Conscient que «le système juridique forme un tout», il apprécie sa double spécialité de privatiste et de pénaliste, «importante chez un juge suprême».
Marié depuis 28 ans, deux enfants majeurs aux études (droit et géologie), Gilbert Kolly cultive vis-à-vis de l’opinion la discrétion qui convient à ses yeux au pouvoir judiciaire. Bien qu’il ait fallu 17 ans pour revoir un Romand à la tête de la Haute Cour, après le Valaisan Claude Rouiller, il n’y voit que «les hasards de l’ancienneté. Sur la durée, la représentation des Latins est tout à fait correcte, puisque 37 germanophones, 19 francophones et deux italophones ont présidé le TF depuis le début du XXe siècle.»
Réforme de l’organisation judiciaire jugée adéquate
Dans le rapport d’évaluation portant sur l’efficacité de la réforme de l’organisation judiciaire et de la justice, publié le 30 octobre dernier, le Conseil fédéral estime que cette révision a «largement atteint ses buts». Il s’agissait de décharger durablement le TF, d’améliorer la protection juridictionnelle et de simplifier les procédures et les voies de droit.
Deux problèmes subsistent: la charge du TF s’est remise récemment à progresser et la Haute Cour se prononce sur un trop grand nombre d’affaires de peu d’importance, au détriment des questions fondamentales.

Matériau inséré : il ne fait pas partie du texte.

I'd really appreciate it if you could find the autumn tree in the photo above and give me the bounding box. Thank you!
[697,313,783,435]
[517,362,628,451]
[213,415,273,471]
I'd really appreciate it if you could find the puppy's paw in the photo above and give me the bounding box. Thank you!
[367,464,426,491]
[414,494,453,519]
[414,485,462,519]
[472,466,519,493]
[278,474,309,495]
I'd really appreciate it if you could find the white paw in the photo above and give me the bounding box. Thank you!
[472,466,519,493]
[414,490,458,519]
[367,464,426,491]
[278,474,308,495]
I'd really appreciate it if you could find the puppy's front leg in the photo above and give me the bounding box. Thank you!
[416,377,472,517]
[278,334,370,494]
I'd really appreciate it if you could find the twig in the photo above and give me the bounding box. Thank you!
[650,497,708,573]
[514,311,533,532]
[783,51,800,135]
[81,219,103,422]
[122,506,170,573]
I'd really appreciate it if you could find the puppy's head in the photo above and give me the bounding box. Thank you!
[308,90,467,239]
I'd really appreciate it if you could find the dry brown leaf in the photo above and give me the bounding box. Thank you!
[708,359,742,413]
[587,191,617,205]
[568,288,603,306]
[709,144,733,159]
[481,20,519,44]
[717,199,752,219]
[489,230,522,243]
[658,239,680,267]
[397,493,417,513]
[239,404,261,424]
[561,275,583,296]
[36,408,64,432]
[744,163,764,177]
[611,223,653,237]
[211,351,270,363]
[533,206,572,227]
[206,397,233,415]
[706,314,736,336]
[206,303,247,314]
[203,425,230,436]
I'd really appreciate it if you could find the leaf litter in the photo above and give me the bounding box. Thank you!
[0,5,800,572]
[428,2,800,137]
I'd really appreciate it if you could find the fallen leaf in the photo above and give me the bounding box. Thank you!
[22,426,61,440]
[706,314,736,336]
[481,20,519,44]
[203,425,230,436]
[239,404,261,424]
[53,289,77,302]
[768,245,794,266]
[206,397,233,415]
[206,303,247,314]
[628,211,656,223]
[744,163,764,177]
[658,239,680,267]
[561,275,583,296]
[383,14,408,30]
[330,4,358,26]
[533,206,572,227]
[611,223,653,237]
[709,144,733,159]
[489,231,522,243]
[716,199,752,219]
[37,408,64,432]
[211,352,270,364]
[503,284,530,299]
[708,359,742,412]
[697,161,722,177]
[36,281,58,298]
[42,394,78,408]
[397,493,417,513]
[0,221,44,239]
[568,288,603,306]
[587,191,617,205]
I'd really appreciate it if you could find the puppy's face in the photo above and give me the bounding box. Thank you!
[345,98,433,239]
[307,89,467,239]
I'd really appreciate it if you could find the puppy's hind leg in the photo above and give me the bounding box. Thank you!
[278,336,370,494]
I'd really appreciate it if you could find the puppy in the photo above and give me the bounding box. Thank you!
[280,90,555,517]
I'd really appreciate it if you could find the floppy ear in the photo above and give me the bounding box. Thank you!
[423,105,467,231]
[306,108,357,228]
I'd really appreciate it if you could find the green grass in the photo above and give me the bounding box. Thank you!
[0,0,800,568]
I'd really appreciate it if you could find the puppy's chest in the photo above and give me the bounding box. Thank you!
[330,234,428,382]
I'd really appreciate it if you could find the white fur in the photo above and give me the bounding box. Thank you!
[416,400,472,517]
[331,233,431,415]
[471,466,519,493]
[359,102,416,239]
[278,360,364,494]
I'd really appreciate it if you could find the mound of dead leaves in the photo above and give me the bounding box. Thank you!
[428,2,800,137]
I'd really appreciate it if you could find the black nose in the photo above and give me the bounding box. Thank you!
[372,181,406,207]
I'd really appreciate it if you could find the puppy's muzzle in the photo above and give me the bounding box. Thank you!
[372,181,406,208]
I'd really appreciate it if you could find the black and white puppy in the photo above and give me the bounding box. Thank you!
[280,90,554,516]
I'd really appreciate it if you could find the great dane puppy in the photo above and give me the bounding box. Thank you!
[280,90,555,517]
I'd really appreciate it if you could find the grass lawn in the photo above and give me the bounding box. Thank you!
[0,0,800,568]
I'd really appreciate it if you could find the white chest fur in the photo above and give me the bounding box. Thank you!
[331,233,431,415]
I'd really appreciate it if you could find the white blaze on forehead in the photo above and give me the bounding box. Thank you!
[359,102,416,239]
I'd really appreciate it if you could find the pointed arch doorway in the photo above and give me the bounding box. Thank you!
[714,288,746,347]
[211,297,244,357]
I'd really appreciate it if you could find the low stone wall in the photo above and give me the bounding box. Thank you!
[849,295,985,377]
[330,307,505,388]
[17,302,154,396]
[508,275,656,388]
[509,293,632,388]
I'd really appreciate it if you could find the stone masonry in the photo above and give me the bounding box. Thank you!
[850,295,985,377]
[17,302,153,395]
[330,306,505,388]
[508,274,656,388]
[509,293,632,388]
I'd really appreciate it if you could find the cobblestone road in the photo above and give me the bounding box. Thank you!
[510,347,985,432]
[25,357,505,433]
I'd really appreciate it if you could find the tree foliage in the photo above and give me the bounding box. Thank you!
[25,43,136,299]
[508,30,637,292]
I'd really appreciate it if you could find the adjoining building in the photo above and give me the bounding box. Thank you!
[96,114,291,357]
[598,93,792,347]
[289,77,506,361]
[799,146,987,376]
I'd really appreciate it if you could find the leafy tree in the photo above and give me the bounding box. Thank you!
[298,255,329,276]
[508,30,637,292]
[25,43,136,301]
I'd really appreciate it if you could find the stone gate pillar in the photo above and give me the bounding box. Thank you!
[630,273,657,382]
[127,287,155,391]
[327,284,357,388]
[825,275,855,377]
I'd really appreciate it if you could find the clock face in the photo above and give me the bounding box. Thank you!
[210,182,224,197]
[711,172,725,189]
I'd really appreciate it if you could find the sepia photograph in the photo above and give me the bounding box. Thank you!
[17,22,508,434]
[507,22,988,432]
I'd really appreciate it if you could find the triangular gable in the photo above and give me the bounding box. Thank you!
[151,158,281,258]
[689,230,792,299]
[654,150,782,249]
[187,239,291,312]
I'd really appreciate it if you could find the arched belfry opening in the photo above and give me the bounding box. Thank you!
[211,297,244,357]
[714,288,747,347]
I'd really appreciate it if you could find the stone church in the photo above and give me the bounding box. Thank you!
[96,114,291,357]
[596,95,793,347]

Des lacunes dans la protection juridictionnelle subsistent aussi. Les mesures législatives proposées: adaptation de la liste des domaines dans lesquels un recours ordinaire au TF est exclu; pouvoir d’examen du TAF limité au contrôle sous l’angle du droit et des faits, le contrôle de l’opportunité n’étant plus possible que dans certains domaines; amélioration de la protection juridictionnelle contre les décisions du Conseil fédéral et du Parlement ainsi que du TF dans les affaires de violation des droits politiques au niveau fédéral. Le DFJP doit élaborer d’ici à la fin de 2015 un projet concrétisant ces propositions. (com)
1 CrEDH, arrêt de la 2e Chambre «Udeh c. Suisse» N° 12020/09 du 16 avril 2013.
2 Arrêt du Tribunal fédéral du 30 août 2013, 2C_365/2013.